Ultimement, les policiers ont dû intervenir en raison de la tentative de suicide de la femme et les blessures graves qu'elle a subies n'ont pas été infligées par les policiers. La force employée fut limitée à ce qui était nécessaire dans les circonstances.
Conséquemment, à la suite de son analyse, le DPCP est d'avis que la preuve ne révèle pas la commission d'une infraction criminelle par les policiers de la SQ impliqués dans cet événement.
Le DPCP fournit, au nom de l'État, un service de poursuites criminelles et pénales indépendant, contribuant à assurer la protection de la société, dans le respect de l'intérêt public et des intérêts légitimes des victimes.

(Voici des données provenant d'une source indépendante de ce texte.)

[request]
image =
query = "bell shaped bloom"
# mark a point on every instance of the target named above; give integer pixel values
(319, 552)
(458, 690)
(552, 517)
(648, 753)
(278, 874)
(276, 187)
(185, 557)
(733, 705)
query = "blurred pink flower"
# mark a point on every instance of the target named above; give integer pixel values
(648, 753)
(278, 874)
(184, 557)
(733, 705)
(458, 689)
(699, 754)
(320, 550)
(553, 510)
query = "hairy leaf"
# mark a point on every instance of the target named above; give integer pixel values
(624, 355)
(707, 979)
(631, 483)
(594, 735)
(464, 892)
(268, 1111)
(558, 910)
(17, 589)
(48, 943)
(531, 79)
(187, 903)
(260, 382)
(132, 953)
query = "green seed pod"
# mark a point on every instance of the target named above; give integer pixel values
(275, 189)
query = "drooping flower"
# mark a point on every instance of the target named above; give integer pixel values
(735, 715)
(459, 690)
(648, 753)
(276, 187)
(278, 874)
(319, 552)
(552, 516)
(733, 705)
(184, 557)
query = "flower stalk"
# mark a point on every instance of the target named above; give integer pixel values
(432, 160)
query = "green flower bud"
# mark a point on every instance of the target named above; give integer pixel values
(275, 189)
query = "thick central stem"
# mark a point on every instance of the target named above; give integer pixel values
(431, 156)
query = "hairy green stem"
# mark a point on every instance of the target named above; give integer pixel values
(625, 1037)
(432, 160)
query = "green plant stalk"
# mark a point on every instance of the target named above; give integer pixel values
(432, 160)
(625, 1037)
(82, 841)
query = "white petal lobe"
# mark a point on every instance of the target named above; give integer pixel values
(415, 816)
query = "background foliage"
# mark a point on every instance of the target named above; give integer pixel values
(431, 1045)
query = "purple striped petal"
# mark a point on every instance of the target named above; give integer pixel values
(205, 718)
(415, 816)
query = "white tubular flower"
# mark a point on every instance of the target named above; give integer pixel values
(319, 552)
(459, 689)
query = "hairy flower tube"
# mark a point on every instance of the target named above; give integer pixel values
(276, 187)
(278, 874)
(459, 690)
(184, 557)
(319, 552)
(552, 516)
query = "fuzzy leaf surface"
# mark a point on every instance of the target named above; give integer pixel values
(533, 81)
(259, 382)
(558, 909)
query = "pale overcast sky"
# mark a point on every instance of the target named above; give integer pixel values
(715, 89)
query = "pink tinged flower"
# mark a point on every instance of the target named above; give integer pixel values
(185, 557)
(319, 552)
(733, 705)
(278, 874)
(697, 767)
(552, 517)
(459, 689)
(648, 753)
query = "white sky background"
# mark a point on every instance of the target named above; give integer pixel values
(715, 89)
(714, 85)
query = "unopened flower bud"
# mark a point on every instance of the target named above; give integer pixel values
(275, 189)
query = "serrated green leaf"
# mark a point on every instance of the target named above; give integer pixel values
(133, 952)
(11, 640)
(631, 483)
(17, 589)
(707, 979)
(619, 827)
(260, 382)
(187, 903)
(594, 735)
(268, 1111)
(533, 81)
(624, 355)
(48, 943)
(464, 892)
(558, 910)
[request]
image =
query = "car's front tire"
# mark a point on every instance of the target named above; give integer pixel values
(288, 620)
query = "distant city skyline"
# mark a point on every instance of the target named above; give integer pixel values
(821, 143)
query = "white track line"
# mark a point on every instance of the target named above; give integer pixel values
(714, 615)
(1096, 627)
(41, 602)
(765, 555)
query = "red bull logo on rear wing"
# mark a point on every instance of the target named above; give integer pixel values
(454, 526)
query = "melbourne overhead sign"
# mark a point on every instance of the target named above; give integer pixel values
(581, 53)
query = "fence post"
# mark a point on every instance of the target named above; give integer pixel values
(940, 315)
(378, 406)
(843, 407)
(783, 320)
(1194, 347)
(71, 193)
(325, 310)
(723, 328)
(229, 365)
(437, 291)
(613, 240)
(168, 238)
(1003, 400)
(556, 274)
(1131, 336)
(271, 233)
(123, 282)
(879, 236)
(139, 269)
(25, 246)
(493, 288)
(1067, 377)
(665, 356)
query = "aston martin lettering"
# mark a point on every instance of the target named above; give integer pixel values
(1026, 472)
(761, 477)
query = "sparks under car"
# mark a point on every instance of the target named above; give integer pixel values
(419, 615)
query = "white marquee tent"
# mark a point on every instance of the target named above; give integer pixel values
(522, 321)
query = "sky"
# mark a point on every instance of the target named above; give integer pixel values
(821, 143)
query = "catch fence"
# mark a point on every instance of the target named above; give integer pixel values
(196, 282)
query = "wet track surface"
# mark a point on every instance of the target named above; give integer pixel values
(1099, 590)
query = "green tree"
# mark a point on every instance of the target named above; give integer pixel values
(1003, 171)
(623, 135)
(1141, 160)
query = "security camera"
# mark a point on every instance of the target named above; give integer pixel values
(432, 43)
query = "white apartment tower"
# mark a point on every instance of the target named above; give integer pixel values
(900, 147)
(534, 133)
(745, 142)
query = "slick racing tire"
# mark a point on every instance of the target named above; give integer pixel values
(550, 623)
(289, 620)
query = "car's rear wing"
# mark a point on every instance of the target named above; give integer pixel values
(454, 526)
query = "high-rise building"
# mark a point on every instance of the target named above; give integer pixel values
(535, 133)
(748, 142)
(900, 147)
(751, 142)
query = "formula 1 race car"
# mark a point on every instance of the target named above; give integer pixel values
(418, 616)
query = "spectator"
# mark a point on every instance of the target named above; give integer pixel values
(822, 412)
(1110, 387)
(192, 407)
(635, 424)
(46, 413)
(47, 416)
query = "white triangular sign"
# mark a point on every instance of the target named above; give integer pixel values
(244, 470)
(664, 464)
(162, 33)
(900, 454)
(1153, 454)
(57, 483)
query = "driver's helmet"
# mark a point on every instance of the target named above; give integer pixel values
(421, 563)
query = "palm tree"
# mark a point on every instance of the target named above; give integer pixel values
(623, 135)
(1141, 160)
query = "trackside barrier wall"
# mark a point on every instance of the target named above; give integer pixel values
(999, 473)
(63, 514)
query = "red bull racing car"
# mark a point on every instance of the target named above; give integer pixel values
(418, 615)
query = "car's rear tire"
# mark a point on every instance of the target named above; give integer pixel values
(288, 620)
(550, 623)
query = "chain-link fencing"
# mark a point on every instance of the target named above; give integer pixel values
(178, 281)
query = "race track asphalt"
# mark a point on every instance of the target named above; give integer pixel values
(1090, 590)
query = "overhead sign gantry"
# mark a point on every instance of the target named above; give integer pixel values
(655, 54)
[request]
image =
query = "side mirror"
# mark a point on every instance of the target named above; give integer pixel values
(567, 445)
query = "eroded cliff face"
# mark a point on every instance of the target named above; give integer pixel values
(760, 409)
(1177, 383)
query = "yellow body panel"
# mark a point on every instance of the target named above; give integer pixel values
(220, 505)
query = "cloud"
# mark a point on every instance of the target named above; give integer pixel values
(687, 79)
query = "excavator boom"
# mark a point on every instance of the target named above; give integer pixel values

Chaque dossier soumis au DPCP est analysé avec rigueur et impartialité. La norme qui guide les procureurs concernant l'opportunité d'entreprendre une poursuite est prévue à la directive ACC-3. En droit criminel, le fardeau de la preuve que doit satisfaire la poursuite est très exigeant. En raison du principe de la présomption d'innocence, la poursuite doit en effet faire une démonstration hors de tout doute raisonnable de la culpabilité de l'accusé devant le tribunal.
La décision de poursuivre ou non est une décision discrétionnaire prise par le procureur dans l'exécution de ses obligations professionnelles sans crainte d'ingérence judiciaire ou politique et sans céder à la pression médiatique. Par ailleurs, ce n'est pas la tâche du procureur de se prononcer sur une possible faute civile ou déontologique. Il ne cherche que les éléments lui permettant de conclure qu'un acte criminel a été commis et de déterminer s'il peut raisonnablement en faire la preuve. Il ne lui appartient pas non plus de formuler des commentaires ou des recommandations concernant les méthodes d'intervention policière.
La publication des motifs qui étayent la décision de ne pas porter d'accusation dans certains dossiers revêt un caractère exceptionnel et s'appuie sur des lignes directrices.